Спустя два месяца на партийном съезде в Неаполе Муссолини, находясь под явным впечатлением решимости 40 000 фашистов, говорил и угрожал больше обычного. «Мы имеем в виду, — заявил он, — влить в либеральное государство, выполнившее свои функции… все силы нового поколения, проявившиеся в результате войны и победы… Либо правительство будет предоставлено в наше распоряжение, либо мы получим его, пройдя маршем на Рим».

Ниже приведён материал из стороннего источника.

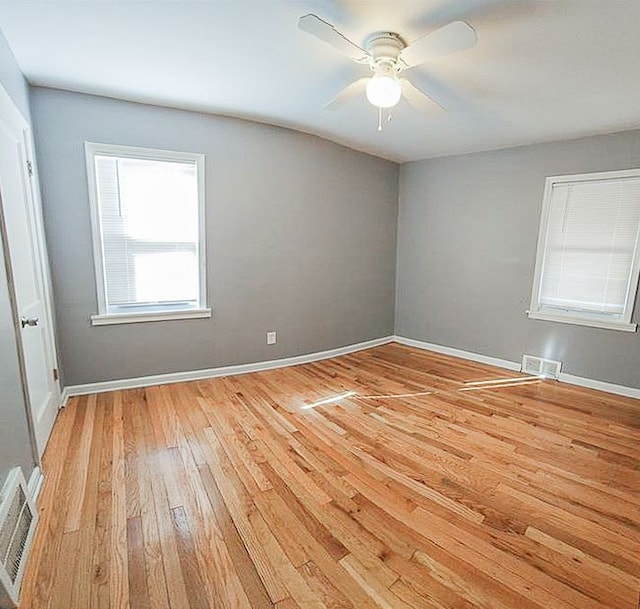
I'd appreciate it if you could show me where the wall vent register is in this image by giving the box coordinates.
[0,468,37,608]
[521,355,562,379]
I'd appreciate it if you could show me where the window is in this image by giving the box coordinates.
[85,143,209,325]
[528,169,640,332]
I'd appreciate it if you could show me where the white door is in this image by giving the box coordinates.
[0,87,60,456]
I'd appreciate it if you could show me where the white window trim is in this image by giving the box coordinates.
[85,142,210,326]
[90,308,211,326]
[528,168,640,333]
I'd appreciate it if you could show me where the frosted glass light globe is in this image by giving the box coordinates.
[366,74,402,108]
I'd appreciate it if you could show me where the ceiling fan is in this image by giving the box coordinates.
[298,14,477,129]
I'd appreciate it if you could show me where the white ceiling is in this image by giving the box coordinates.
[0,0,639,162]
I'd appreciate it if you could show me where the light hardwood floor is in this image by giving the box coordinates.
[19,343,640,609]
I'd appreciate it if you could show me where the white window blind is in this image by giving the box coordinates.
[86,143,208,325]
[529,170,640,331]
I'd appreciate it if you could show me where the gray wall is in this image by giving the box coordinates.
[0,28,36,484]
[397,130,640,388]
[31,88,399,386]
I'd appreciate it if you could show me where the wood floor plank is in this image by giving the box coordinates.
[202,426,290,604]
[91,394,113,609]
[298,561,356,609]
[170,506,209,609]
[109,392,130,609]
[18,400,78,609]
[140,390,191,609]
[131,392,171,609]
[19,343,640,609]
[64,393,97,533]
[28,397,88,609]
[74,393,106,609]
[169,408,249,609]
[47,530,80,609]
[338,553,411,609]
[127,516,151,609]
[197,462,274,609]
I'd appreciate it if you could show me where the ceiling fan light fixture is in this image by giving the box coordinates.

«Рим! Рим», — закричали клакеры. «Рим! Рим!», — вторили им тысячи голосов.
2
Поход на Рим уже обсуждался Муссолини и четырьмя ведущими фашистами, которых позднее стали называть «квадрумвирами». Это были Итало Бальбо, исключительно красивый 26-летний лидер «сквадристов»; генерал Эмилио де Боно, в прошлом — командир IX корпуса итальянской армии; Чезаре Мария де Векки, депутат от партии фашистов; Микеле Бьянки, генеральный секретарь партии. Бальбо позднее высказал мнение, что именно он с Бьянки выступил с идеей похода на Рим, а Муссолини занял столь осторожную позицию, что пришлось сказать ему, что марш на Рим состоится, хочет он этого или нет. Версия Муссолини расходится с приведенной, но нет сомнения, что независимо от того, были его колебания искренними или нет, они, несомненно, позволили ему поддерживать контакт со всеми своими противниками, каждый из которых до последнего момента надеялся на то, что даже в такое время он предпочтет сотрудничество с ними вместо того, чтобы возглавлять чисто фашистскую революцию. Во всяком случае ясно, что вернувшись в октябре с неапольского съезда, он был убежден, что настало время действий и что правительство Луиджи Факти, пришедшее на смену кабинета Иваноэ Бономи (который ранее сменил кабинет Джолитти), не способно и не готово противостоять решительным действиям. 27 октября в нескольких городах Италии произошли фашистские мятежи, и «квадрумвиры» призвали Факти уйти в отставку. На следующее утро четырьмя колоннами начался марш на Рим. Вынужденное наконец действовать, правительство объявило о желании ввести военное положение, однако король, опасавшийся, что это приведет к гражданской войне и почти уже готовый смириться с фашистским правительством, отказался подписать декрет и тем самым лишил кабинет власти. В условиях отчаянного положения, сложившегося в связи с приближением фашистских колонн к столице, отдельным лидерам фашистской партии было предложено занять места в новом коалиционном правительстве правых под руководством Антонио Саландры. Гранди и де Векки советовали Муссолини принять это предложение. Однако он отказался. Он рассчитывал теперь на всю полноту власти и не был склонен к компромиссу, хотя его и преследовал страх, что, возможно, он зашел слишком далеко.